Saturday, July 23, 2011
Half a Hermit is Better Than None
A new series is on the way. Devotees of this blog will recall my series on the Mole, which may be groused out on this site. The new series will focus on the Mad Hermit. In preparation for this series, to which I commit myself with mad eremetical abandon, I pass on the thoughts below--from G.K. Chesterton's The Well and the Shallows-- on the merits of the hermit way. My first Mad Hermit piece is underway, and is called "On Tweeting." Interested?
St. Jerome lived with a real lion; a good way to avoid being lionised.
But he was very sociable with the lion. In his time, as in ours,
sociability of the conventional sort had become social suffocation.
In the decline of the Roman Empire, people got together in amphitheatres
and public festivals, just as they now get together in trams and tubes.
And there were the same feelings of mutual love and tenderness,
between two men trying to get a seat in the Colosseum, as there
are now between two men trying to get the one remaining seat
on a Tooting tram.
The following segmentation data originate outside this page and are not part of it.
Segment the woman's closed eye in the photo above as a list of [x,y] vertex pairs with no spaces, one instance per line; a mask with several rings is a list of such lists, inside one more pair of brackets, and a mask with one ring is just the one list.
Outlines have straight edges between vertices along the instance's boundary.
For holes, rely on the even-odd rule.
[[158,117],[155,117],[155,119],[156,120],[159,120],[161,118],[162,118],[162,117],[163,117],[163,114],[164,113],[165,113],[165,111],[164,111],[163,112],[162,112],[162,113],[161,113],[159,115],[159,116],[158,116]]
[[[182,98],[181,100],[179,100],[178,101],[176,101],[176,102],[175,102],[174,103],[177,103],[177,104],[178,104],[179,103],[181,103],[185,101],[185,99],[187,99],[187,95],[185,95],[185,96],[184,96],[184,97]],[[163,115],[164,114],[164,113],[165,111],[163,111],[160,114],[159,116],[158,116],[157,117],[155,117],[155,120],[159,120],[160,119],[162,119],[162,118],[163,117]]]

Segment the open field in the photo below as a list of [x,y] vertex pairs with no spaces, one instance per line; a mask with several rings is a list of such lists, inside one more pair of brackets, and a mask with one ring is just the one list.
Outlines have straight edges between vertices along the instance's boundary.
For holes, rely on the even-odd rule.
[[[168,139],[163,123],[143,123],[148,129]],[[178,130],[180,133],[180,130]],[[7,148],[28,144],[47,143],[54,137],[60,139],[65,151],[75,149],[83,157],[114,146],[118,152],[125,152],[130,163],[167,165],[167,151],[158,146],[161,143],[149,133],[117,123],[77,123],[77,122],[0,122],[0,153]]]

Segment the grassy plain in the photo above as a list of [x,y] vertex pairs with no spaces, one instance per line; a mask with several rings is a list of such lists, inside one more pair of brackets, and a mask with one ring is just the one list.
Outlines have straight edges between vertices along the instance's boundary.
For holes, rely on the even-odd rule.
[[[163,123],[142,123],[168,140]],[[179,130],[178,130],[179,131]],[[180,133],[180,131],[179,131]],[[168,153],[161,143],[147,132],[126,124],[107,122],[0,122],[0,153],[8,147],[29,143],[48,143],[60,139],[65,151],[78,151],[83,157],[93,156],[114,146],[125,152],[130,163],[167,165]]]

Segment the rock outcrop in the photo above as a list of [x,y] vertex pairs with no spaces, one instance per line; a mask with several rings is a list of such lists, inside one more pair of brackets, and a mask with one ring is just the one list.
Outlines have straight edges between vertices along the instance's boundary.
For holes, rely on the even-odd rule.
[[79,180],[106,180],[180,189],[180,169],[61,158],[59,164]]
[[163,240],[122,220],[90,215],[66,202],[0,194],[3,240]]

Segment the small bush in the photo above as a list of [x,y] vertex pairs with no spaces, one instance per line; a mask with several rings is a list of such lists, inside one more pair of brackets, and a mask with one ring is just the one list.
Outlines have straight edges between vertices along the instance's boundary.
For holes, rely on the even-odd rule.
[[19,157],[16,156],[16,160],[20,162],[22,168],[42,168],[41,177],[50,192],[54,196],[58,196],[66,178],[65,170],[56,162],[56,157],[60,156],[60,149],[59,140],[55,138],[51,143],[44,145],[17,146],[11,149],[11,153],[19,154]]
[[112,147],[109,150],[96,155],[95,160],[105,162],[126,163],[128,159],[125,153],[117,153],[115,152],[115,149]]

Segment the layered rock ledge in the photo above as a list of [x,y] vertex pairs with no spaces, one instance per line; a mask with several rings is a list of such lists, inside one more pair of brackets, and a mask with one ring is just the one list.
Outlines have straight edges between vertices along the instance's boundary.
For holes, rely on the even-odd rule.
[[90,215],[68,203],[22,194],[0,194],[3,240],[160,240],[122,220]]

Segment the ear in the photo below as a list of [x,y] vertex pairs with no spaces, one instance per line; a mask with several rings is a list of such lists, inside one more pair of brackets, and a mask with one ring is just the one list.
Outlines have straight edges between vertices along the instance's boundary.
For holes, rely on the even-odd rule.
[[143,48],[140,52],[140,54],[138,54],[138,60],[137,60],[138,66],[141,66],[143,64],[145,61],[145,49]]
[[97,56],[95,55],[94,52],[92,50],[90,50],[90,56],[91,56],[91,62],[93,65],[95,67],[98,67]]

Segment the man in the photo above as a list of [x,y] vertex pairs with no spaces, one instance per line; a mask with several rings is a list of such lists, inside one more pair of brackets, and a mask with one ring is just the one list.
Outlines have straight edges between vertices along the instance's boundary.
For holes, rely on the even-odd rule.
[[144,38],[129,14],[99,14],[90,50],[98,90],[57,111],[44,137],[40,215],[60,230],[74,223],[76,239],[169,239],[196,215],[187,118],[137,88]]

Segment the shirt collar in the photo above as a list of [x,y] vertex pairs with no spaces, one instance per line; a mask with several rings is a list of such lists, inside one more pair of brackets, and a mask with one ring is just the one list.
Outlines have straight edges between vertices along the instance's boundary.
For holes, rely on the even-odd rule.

Consequently, in that last Roman phase,
all the most amiable people rushed away into the desert, to find
what is called a hermitage; but might almost be called a holiday.
The man was a hermit because he was more of a human being; not less.
It was not merely that he felt he could get on better with a lion
than with the sort of men who would throw him to the lions.
It was also that he actually liked men better when they let him alone.
Now nobody expects anybody, except a very exceptional person, to become
a complete solitary. But there is a strong case for more Solitude;
especially now that there is really no Solitude.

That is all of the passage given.